Track: Hainbach -‘Funktionsverlust’: Cold War-era technology sings its dying drone song

Hainbach, photographed by Aleksander Stojanov

BERLIN’S Hainbach, the avatar for the world of the sonic and the aural which Stefan Goetsch comes out to invent under, is all set to release a new investigation of sound for London-based SA Recordings come April 9th; and a very inventive, avant-garde excursion it is too.

For on Landfill Totems, Stefan’s irrepressible wonder in sonic experimentation takes the dying moments of abandoned and scrapped electronics of the past and gives them one final chance to sing their solid state song for eternity.

Landfill Totems has its genesis as an installation and a one-off performance in Berlin, before expanding exponentially into a full album and an accompanying sound library which will also be available via SA Recordings.   

Stefan erected three huge sculptures from obsolete, formerly high-end research equipment, taken from nuclear research labs, particle accelerators and grandfather’s sheds. These forgotten relics of science were then repurposed as musical instruments dubbed the ‘Landfill Totems’.  
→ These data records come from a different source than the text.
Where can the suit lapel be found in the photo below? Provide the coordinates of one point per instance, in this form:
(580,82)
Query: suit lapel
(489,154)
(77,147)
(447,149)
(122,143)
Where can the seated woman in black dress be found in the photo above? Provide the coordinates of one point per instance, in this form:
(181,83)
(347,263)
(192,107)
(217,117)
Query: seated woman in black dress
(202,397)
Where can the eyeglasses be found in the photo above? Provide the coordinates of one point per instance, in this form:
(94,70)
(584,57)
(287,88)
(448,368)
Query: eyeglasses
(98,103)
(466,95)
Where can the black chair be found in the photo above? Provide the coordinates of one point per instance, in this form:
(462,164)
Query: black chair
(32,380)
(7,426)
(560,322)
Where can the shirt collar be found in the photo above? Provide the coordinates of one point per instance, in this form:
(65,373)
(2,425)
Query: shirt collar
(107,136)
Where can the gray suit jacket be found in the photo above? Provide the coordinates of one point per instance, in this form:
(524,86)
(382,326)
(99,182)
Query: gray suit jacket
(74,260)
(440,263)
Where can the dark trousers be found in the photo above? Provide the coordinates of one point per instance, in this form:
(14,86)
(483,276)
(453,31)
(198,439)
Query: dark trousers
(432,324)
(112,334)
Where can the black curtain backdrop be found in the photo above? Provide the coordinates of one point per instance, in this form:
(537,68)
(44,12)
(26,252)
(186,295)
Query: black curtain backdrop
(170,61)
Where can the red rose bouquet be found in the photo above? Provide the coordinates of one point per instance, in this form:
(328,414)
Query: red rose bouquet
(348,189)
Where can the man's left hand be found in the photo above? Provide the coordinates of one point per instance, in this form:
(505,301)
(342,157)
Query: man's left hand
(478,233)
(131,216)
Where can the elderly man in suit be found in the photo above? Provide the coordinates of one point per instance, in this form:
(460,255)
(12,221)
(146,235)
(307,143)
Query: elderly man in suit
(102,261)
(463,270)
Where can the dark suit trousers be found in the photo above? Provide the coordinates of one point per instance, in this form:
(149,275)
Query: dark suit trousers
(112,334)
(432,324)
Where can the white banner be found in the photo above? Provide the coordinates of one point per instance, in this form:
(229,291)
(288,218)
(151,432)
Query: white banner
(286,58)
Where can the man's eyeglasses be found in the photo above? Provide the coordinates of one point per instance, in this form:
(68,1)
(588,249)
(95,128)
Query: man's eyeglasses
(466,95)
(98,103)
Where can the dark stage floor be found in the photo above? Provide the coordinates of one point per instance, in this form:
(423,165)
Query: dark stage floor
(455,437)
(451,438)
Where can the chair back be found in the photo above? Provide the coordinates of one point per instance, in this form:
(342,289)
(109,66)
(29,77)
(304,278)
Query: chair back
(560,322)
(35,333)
We’re invited to read into that title, of course: the totems of a modernity long-yellowed, of processing power exponentially outstripped, bound for the crusher and the rare metals picker. Under the aegis of Heinbach they were refashioned as dying monuments to a future long past. 

At the installation, visually, as the human brain searches for faces and patterns in everything – pareidolia, as the phenomena is called – the computers and processors began to take on a humanoid form. Each totemic ‘figure’ also has its own connection to a musical abstract, based on its function and look.  

The music Hainbach coaxes out of these dead machines is full of doom, delicious drone, the music of a silicon and steel culture in swansong 

He’s dropped the opening track from the album,”Funktionsverlust”, which you can tread carefully amongst within; suit up, mask up, the floors may be unstable. It all hangs on a shrill drone of tone, slipping microtonally, hanging like a radioactive fog over the propulsion of chitter-chattering percussion, the sizzle of frying circuitry. It’s Berlin techno for the After-Times, once the Little Shyning Man of Russell Hoban’s Riddley Walker has been about his scouring business.

According to Hainbach this is the final noise ever made by this particular machine as it died during the recording process.  A chilling musical presaging.

Heinbach’s Landfill Totems will be released digitally and on limited vinyl by Spitfire Audio on April 9th; pre-orders are now being taken over at the label’s Bandcamp. Tread carefully, please.